Frame field segmentation extends standard semantic segmentation with an additional crossfield output that encodes the local orientation of boundaries. This makes the predicted contours geometrically regular and well-suited for building footprint extraction and subsequent polygon reconstruction.

Inspiration

The frame field approach is inspired by Polygonization by Frame Field Learning. The FrameFieldSegmentationPLModel adapts that work into the PyTorch Lightning / Hydra training framework used by this library.

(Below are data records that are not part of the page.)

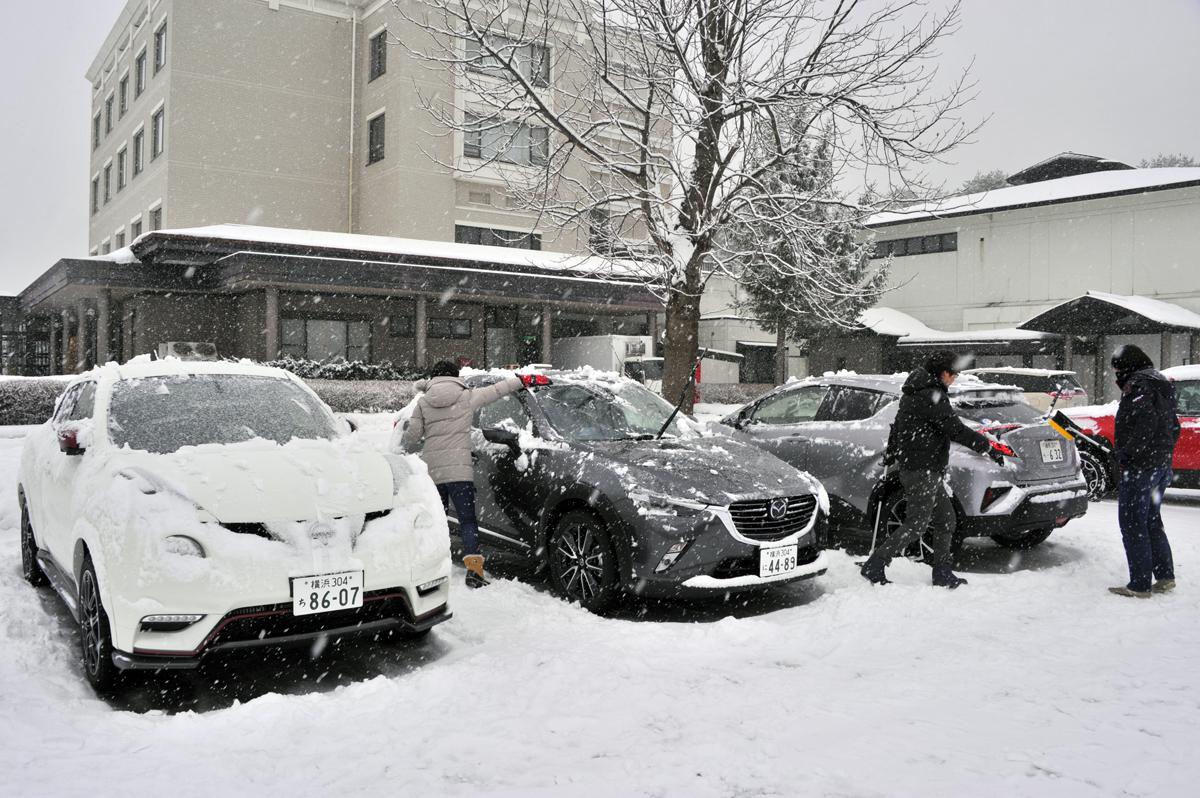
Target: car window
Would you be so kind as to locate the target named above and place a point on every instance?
(1187, 395)
(85, 403)
(847, 403)
(507, 413)
(796, 406)
(66, 403)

The FrameFieldSegmentationPLModel Class

FrameFieldSegmentationPLModel extends the base Model class with frame field-specific logic: it builds a FrameFieldModel backbone (a segmentation network combined with a crossfield head), constructs a multi-component compound loss, and optionally inserts a ComputeSegGrads pre-processor for coupling losses.

pl_model:
_target_: pytorch_segmentation_models_trainer.model_loader.frame_field_model.FrameFieldSegmentationPLModel

Required Dataset

Frame field training requires a dataset that produces multi-channel ground truth masks (gt_polygons_image) alongside the crossfield angle map (gt_crossfield_angle). Use FrameFieldSegmentationDataset:

train_dataset:
_target_: pytorch_segmentation_models_trainer.dataset_loader.dataset.FrameFieldSegmentationDataset
input_csv_path: /data/train.csv
root_dir: /data
data_loader:
shuffle: true
num_workers: 4
pin_memory: true
drop_last: true
prefetch_factor: 2

The dataset returns batches as dictionaries with keys:

  • image — input image tensor (N, C, H, W)
  • gt_polygons_image — multi-channel mask (N, C_gt, H, W):
    • channel 0: interior mask
    • channel 1: edge mask
    • channel 2: vertex mask (required for CrossfieldAlign90Loss)
  • gt_crossfield_angle — crossfield angle map (N, 1, H, W)
  • class_freq — per-image class frequency for loss weighting
  • sizes — per-instance sizes for loss weighting

Backbone Configuration

The model is built from a segmentation backbone combined with a crossfield prediction head. Configure the backbone separately:

backbone:
_target_: segmentation_models_pytorch.Unet
encoder_name: resnet34
encoder_weights: imagenet
in_channels: 3
classes: 2 # interior + edge channels

compute_seg: true
compute_crossfield: true

seg_params:
compute_interior: true
compute_edge: true
compute_vertex: true

Compound Loss Configuration

Frame field training uses a MultiLoss that combines several loss components. Configure it under loss_params:

loss_params:
compound_loss:
normalize_losses: true # normalize each component by its running average

seg_loss_params:
bce_coef: 0.5
dice_coef: 0.5
tversky_focal_coef: 0.0
use_dist: true # use distance-weighted loss (U-Net paper)
use_size: true # use instance-size weighting
w0: 10.0
sigma: 5.0

multiloss:
coefs:
epoch_thresholds: [0, 10, 100]
seg: 1.0
crossfield_align: 0.1
crossfield_align90: 0.05
crossfield_smooth: 0.025
seg_interior_crossfield: 0.5
seg_edge_crossfield: 0.5
seg_edge_interior: 0.2

Loss Components

ComponentDescription
segCombined BCE + Dice loss on interior/edge segmentation masks
crossfield_alignAligns frame field tangents to ground truth polygon edges
crossfield_align90Aligns 90-degree rotated frame field to edges (excluding vertices)
crossfield_smoothLaplacian smoothness penalty on the crossfield away from edges
seg_interior_crossfieldCoupling: interior seg gradient aligns with crossfield
seg_edge_crossfieldCoupling: edge seg gradient aligns with crossfield
seg_edge_interiorCoupling: edge prediction matches interior gradient norm
Weight Scheduling

epoch_thresholds enables weight scheduling over training. Provide lists of values instead of scalars to interpolate weights between epoch milestones:

multiloss:
coefs:
epoch_thresholds: [0, 20, 100]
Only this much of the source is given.